In article <20000904022227.B21981@pcep-jamie.cern.ch>,
Jamie Lokier <email@example.com> wrote:
>Alan Cox wrote:
>> > read/recv block while the NIC DMAs into user space main memory.
>> Thats actually not always a win either. A DMA to user space flushes
>> those pages out of cache which isnt so ideal if the CPU wants
>> them. Some of the results are suprisingly counter-intuitive like this
>Does it flush the CPU cache? I thought the CPU just snooped the bus and
>updated its cache with new data.
In theory you could do "snoop and update".
In practice I do not know of a single chip that actually does that.
Pretty much _everybody_ does "invalidate on write".

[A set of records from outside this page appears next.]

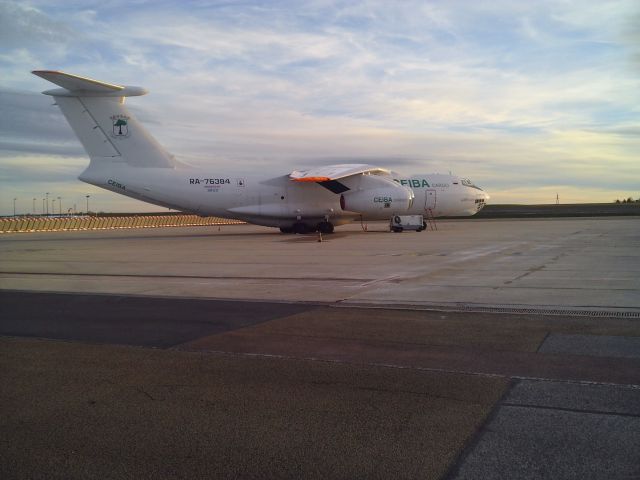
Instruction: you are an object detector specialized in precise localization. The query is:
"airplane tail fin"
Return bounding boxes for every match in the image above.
[32,70,179,168]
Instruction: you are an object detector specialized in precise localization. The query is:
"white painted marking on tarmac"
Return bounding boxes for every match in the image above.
[178,345,640,390]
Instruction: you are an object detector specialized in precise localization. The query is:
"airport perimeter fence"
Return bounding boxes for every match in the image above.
[0,215,244,233]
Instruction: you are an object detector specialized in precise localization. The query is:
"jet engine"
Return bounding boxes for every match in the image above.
[340,175,414,215]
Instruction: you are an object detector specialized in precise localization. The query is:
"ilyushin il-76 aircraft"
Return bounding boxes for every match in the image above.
[33,70,489,233]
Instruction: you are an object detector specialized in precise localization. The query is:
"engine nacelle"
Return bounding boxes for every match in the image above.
[340,175,414,215]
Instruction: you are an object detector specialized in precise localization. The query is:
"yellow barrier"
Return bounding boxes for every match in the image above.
[0,215,244,233]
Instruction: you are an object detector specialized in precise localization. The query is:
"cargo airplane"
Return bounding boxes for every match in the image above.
[32,70,489,233]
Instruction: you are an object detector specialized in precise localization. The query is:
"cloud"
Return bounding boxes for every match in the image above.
[0,0,640,214]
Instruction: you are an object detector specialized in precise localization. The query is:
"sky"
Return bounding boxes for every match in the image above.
[0,0,640,215]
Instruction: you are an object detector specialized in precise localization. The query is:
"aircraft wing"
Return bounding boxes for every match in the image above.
[31,70,124,92]
[289,163,391,183]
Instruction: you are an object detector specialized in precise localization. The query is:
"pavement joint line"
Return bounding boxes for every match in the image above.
[332,302,640,318]
[0,271,372,284]
[500,402,640,418]
[170,343,640,390]
[0,290,640,319]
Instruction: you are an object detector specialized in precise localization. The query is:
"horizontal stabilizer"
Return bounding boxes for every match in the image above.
[31,70,147,97]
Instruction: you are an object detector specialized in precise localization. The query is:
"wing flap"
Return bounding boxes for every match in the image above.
[289,163,391,182]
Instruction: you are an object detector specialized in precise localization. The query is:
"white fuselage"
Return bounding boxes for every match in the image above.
[33,70,488,233]
[80,163,488,227]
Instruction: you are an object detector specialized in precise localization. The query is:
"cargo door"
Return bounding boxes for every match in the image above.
[424,188,436,210]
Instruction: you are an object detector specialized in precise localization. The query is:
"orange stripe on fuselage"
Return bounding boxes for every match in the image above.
[291,177,331,182]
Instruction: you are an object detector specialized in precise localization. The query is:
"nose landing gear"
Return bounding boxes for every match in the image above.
[317,221,333,233]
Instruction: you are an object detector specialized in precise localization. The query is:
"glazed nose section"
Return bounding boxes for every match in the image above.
[476,192,491,212]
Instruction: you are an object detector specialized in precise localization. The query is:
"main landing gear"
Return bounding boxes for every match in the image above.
[280,221,333,234]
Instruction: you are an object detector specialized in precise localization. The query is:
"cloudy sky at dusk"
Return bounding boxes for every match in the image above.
[0,0,640,214]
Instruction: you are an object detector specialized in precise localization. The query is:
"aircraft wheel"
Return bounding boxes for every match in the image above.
[292,222,310,234]
[318,222,333,233]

(The "invalidate on write" is the sane way of doing SMP cache coherency,
which is probably why. Trying to have shared dirty cache-lines is just
not a viable option in the end).
>Ugh. User space DMA gets complicated quickly. The performance question
>is, perhaps, can you do this without a TLB flush (but with locking the
>struct page of course). Note that it doesn't matter if another thread,
>and this includes truncate/write in another thread, clobbers the page
>data. That's just the normal effect of two concurrent writers to the
Simple calculation: to actually even _find_ the physical page, you
usually need to do at least three levels of page table walking. Sure,
some CPU's have "translate" instructions to do it for you in hardware
and use the TLB to help you, but the most common architecture out there
does not do that. So with the 4GB+ option, in order to just _find_ the
physical page (so that you can do DMA to it), you need to do that
complex page table walk.
Let's say that that page table walk is 50 instructions at best case.
And that pretty assumes that you did the thing in assembly code and were
Also, you can pretty much assume that even if the code is in the cache,
the page tables themselves probably aren't. So assume a minimum of three
cache misses right there (plus the code - 50 instructions).
Furthermore, to actually pin a page down, even if you do _nothing_ else,
you'd at least need a SMP-safe increment (and eventual decrement).
That's another 24 cycles just in those two instructions on x86.
End result: you've done the work equivalent to about 4 cache misses.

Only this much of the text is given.